The findings were not ranked and were based both on the committee members’ personal opinions and those of library patrons. Only novels, plays and short stories were considered; panel officials said the Bible and the Quran are likely the most re-read texts in the world.

Many reasons to revisit books
The ALA selections all share one quality: they were encountered in youth, whether assigned in school, read to by a parent or discovered on one’s own. But favorite works are revisited for various reasons. “A Christmas Carol” is a holiday classic, while the summertime setting of “Gatsby” makes it an ideal beach read. One committee member, Joyce Saricks, says that the frequent staging of Shakespeare’s plays inevitably leads to re-readings of the texts.

“I get a lot of people who tell me that they’re going to see a production of ‘King Lear’ and they want to read the play. And then after they see the production, they might re-read the play again,” says Saricks, who recently retired after more than 25 years at the Downers Grove Public Library in suburban Chicago.

For professional writers, re-reading can be as much for education as for pleasure. Susan Minot, whose books include the novels “Monkeys” and “Folly,” said she likes to go back to the works of William Faulkner and Ernest Hemingway. She doesn’t read the whole book necessarily, just enough to remind her of why those writers matter.

“They were probably the earliest authors who blew my mind, and so they’re the ones I’ll check back with, getting reacquainted with the voice,” she says.

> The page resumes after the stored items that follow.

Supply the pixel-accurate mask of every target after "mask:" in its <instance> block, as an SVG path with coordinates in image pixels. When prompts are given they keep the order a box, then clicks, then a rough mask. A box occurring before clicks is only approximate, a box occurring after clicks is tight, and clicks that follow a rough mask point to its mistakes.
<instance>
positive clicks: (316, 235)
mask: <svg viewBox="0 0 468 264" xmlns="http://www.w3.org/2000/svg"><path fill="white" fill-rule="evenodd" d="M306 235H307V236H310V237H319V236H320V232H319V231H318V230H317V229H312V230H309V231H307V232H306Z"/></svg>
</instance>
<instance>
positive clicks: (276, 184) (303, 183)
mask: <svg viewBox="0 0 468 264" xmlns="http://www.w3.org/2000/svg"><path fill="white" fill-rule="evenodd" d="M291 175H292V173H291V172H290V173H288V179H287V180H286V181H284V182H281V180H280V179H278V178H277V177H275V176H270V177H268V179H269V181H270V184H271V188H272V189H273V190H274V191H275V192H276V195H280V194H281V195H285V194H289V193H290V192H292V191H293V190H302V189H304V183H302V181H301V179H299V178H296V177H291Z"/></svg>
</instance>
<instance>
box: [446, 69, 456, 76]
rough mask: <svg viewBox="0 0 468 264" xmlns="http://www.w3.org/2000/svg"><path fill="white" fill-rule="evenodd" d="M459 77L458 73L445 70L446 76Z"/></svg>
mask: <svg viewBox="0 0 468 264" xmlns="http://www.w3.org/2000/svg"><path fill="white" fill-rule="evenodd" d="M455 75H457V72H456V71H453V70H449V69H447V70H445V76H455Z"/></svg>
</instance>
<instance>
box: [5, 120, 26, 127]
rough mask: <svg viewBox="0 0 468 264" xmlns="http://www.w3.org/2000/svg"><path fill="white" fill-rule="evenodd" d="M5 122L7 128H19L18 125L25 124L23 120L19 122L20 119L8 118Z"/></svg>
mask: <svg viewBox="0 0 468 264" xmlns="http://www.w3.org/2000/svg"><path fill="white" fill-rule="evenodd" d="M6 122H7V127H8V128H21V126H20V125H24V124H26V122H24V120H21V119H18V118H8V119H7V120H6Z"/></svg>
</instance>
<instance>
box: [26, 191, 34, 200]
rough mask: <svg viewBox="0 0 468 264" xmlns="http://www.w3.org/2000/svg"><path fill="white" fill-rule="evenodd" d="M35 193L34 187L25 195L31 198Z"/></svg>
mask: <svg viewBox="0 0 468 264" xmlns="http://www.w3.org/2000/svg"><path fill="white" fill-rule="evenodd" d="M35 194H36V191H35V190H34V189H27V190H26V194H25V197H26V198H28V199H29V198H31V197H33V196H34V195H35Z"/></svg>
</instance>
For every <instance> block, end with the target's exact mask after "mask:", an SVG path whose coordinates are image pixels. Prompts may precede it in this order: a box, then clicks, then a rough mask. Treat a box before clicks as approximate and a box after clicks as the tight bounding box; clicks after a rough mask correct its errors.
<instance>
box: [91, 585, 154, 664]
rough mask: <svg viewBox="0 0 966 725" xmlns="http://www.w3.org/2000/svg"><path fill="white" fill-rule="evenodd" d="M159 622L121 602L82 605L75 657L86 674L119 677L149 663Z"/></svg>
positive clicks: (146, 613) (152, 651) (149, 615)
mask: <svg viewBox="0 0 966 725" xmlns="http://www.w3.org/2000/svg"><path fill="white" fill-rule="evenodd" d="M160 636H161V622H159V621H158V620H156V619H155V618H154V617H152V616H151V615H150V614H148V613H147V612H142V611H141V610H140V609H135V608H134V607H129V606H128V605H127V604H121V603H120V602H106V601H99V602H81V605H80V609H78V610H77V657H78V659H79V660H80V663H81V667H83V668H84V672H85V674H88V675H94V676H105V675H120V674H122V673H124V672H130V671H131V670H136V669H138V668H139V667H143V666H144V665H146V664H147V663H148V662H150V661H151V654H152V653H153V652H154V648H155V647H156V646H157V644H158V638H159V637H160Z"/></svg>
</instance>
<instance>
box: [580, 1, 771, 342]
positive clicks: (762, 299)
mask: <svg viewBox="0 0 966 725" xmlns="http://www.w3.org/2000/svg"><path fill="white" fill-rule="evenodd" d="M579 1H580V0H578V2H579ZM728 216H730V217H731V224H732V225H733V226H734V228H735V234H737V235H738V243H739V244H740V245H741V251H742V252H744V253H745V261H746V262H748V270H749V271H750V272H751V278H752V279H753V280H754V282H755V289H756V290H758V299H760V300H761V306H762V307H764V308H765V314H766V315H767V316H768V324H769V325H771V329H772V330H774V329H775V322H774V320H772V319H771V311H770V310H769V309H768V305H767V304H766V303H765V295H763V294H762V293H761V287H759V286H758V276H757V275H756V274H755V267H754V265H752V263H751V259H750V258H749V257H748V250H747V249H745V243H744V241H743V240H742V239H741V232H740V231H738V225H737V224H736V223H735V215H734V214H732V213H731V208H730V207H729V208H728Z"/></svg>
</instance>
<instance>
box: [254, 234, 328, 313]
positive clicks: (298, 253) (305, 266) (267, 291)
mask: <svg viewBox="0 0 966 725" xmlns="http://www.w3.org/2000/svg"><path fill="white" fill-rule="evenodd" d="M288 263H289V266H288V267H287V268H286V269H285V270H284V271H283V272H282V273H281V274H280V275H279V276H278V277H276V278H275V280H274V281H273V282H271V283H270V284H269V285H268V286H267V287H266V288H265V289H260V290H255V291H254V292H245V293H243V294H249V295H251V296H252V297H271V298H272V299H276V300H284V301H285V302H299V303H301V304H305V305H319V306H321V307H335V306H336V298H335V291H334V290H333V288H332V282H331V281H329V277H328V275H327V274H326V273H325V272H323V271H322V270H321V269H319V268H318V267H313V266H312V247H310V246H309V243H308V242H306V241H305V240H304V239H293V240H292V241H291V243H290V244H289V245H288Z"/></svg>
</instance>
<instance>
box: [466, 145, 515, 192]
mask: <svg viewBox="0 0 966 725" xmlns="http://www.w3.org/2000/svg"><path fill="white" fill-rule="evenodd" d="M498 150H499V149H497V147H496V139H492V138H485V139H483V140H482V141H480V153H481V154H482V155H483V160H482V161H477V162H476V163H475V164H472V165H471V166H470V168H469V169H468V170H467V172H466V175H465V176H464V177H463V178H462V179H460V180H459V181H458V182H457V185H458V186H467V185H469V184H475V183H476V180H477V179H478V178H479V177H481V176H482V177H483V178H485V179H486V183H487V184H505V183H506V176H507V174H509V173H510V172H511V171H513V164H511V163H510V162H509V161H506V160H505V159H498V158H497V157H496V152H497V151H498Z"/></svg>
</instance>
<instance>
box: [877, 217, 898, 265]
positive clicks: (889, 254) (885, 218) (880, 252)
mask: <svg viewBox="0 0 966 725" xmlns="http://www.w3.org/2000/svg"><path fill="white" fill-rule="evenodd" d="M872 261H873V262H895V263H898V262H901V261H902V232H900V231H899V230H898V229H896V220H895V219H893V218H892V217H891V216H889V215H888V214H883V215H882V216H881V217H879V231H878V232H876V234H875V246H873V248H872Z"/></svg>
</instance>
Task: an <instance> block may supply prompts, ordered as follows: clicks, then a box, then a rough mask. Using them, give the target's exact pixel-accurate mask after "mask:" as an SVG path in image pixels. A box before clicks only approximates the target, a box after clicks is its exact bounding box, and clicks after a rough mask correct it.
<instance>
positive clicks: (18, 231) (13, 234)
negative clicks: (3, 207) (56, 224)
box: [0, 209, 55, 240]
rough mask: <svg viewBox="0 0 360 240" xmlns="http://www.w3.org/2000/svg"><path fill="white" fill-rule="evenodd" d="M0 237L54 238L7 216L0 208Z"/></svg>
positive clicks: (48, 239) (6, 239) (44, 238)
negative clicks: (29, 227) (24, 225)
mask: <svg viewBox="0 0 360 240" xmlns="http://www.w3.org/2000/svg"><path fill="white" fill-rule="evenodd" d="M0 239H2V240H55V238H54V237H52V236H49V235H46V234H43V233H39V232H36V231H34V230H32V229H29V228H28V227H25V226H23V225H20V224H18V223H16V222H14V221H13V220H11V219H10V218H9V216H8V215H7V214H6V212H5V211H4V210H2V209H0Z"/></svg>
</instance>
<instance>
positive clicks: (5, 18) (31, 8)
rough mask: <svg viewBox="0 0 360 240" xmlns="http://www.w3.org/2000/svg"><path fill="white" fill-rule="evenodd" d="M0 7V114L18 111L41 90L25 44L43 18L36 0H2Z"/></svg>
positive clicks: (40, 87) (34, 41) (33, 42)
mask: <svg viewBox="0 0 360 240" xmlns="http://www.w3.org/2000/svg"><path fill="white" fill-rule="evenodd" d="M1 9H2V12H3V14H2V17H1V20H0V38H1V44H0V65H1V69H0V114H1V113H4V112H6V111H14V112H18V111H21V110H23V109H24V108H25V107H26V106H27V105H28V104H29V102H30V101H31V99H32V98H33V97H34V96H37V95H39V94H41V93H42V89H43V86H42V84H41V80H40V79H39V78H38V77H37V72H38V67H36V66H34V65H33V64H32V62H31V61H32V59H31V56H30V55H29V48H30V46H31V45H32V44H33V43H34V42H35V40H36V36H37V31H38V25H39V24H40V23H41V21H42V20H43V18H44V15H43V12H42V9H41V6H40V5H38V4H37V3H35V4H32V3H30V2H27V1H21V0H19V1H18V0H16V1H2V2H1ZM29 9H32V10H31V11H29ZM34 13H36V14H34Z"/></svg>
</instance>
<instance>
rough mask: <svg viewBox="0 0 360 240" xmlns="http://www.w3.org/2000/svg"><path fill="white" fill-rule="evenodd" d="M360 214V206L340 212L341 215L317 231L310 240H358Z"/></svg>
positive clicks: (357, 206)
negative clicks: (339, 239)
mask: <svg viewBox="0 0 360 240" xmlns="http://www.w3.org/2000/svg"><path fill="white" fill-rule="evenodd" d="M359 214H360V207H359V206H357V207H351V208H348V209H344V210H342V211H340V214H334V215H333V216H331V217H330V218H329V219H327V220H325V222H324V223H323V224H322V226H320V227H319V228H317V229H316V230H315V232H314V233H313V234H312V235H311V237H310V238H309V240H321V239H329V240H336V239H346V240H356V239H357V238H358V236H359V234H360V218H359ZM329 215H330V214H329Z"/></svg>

Richard Ford, author of the Pulitzer Prize-winning “Independence Day,” said he likes to re-read Walker Percy’s “The Moviegoer” in a “a purely sensuous way.” Jeffrey Eugenides, author of the Pulitzer Prize-winning “Middlesex,” says he re-reads Saul Bellow’s “Herzog” obsessively, almost continuously, calling it his “literary caffeine.”

“The language of that book, which is to my mind Bellow’s greatest achievement, reminds me of what I’d like to be doing,” Eugenides said.

Revisiting an old favorite can enrich your appreciation of it — or destroy it. Saricks says she was “horrified” when she went back to Hemingway. Mystery writer Lawrence Block loved reading James T. Farrell as a child, but as an adult found the prose “leaden.” Minot had an even more disappointing reunion with Thomas Wolfe’s verbose “You Can’t Go Home Again.”

“I read that in high school and it was incredible,” she said. “But when I looked at it again, I thought, ‘Oh, no.’ It didn’t hold up. I read just one page and I quickly closed up the book.”